3) Intention (intention to act)
According to the abstraction levels, at least four different intentions are required for architecture documentation. These are formulated as follows as building blocks for one overall prompt per abstraction level and architecture documentation task. For different focal points in the architecture documentation, the prompt adaptation takes place exclusively in this prompt module. The remaining three prompt modules can remain unchanged, which means fast prompt creation despite the length of the prompt.here are the prompts used in this example, including the extracted and visualized results.

### INTENTION (C4 System and Context diagram)
Prompt:"my intention is to generate a very detailed "C4 System Context diagram" using the given code base of the application. In order to reach the intended level of detail you need to extract detailed information of each given source file."

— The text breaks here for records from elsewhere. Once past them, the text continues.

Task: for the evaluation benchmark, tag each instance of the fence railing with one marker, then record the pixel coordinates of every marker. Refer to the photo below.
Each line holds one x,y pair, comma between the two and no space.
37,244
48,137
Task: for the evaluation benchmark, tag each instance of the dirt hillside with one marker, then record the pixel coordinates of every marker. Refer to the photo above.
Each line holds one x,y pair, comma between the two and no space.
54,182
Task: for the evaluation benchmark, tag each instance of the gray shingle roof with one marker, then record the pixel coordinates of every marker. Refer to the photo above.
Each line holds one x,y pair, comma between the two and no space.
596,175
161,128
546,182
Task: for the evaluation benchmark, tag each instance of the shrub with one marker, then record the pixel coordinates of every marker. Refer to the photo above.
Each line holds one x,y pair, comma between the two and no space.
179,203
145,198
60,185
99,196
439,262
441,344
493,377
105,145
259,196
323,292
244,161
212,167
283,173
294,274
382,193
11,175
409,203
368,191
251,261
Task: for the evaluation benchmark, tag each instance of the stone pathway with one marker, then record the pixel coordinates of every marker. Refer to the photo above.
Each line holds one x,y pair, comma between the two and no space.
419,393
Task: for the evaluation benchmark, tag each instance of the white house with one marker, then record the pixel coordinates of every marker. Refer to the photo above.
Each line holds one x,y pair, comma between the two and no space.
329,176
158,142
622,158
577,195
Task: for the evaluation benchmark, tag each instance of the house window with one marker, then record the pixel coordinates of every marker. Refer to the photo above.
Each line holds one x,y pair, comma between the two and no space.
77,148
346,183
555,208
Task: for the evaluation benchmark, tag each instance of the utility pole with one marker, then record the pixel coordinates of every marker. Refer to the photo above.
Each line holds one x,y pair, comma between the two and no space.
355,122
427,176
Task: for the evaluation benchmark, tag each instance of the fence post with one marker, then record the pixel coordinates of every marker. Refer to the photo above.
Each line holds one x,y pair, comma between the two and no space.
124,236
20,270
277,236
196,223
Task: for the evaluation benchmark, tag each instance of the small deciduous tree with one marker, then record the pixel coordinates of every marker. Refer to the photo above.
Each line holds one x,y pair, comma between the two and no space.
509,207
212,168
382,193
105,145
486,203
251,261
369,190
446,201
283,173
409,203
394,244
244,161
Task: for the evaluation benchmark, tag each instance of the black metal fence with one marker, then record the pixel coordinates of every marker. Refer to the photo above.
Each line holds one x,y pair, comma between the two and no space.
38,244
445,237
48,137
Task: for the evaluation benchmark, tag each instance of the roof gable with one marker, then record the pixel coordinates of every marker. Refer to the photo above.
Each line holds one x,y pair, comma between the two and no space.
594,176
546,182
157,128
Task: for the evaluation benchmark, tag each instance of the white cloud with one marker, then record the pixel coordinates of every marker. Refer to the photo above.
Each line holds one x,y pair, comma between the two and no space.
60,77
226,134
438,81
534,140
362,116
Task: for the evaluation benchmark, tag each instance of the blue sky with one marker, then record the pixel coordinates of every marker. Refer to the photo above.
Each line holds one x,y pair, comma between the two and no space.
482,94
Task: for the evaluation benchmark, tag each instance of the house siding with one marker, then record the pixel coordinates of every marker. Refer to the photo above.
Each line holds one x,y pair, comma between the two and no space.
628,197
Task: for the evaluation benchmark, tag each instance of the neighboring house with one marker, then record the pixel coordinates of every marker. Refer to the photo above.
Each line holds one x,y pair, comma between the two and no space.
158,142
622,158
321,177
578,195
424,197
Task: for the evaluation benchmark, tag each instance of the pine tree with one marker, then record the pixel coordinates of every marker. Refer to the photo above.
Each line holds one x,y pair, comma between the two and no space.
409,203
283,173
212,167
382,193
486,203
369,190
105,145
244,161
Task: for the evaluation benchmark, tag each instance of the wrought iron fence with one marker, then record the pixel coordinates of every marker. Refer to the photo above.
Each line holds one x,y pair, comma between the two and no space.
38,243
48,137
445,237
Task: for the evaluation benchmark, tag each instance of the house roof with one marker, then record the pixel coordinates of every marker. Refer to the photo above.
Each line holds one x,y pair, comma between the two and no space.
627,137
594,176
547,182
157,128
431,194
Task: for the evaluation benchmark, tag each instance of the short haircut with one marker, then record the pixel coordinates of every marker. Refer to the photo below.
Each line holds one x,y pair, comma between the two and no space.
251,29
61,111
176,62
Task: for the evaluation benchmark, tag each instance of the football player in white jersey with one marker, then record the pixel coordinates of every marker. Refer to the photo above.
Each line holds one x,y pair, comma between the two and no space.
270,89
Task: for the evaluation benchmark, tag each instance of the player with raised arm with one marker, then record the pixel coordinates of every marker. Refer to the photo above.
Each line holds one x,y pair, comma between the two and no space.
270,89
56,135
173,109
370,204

Evaluation of the LLM response: If, as in this example, the code is based either on an inherently descriptive high-level language such as Python or alternatively on Java or C#, the content and structures are generally reproduced well. This also applies to code bases in low-level languages such as C or C++, which are programmed in a disciplined manner with descriptive identifiers. In the case of cryptically implemented code, which may have been implemented by different people without a uniform style guide, significantly poorer results are to be expected. In the case of code whose dependencies are hidden from the eyes of the LLMs in a project planning tool, as can be the case with some IEC 61131 tools, the AIs in the approach described here are practically destitute and no really useful results can be expected.

### INTENTION (C4 System and Container diagram)
Prompt: "my intention is to generate a very detailed "C4 Container diagram" using the given code base of the application. In order to reach the intended level of detail you need to extract detailed information of each given source file."

Evaluation of the LLM response: The result is comparable in quality to the previous high-level diagram at system and context level and captures and abstracts the structures of the code base surprisingly well.

### INTENTION (C4 System and Component diagram)
Prompt: "my intention is to generate a very detailed "C4 Component diagram" using the given code base of the application. For the component diagram now zoom in on the "Container(web_app, "Web Application", "FastAPI", "Handles HTTP requests and serves the frontend")" described in the "chainlit_C4_container_Diagram.md". In order to reach the intended level of detail you need to extract detailed information of each given source file."

Evaluation of the LLM response: In the previous diagrams, very high levels of abstraction were requested, which require the summarization and abstraction of a large context. As an LLM, gpt-4o does this very well. However, the level of detail required for component representation cannot be achieved at the same time. Accordingly, it is important to set a specific focus. If the LLM can again "concentrate" on a specific part of the code base, the results are surprisingly good and very useful in terms of fast backward-looking architecture documentation.

4) Instruction list for extracting and generating the C4 PlantUML diagrams

As the last of the four prompt building blocks, the concrete recipe for processing the prompt by the LLM is required after the action intention. For our architecture extraction task, this is formulated as follows.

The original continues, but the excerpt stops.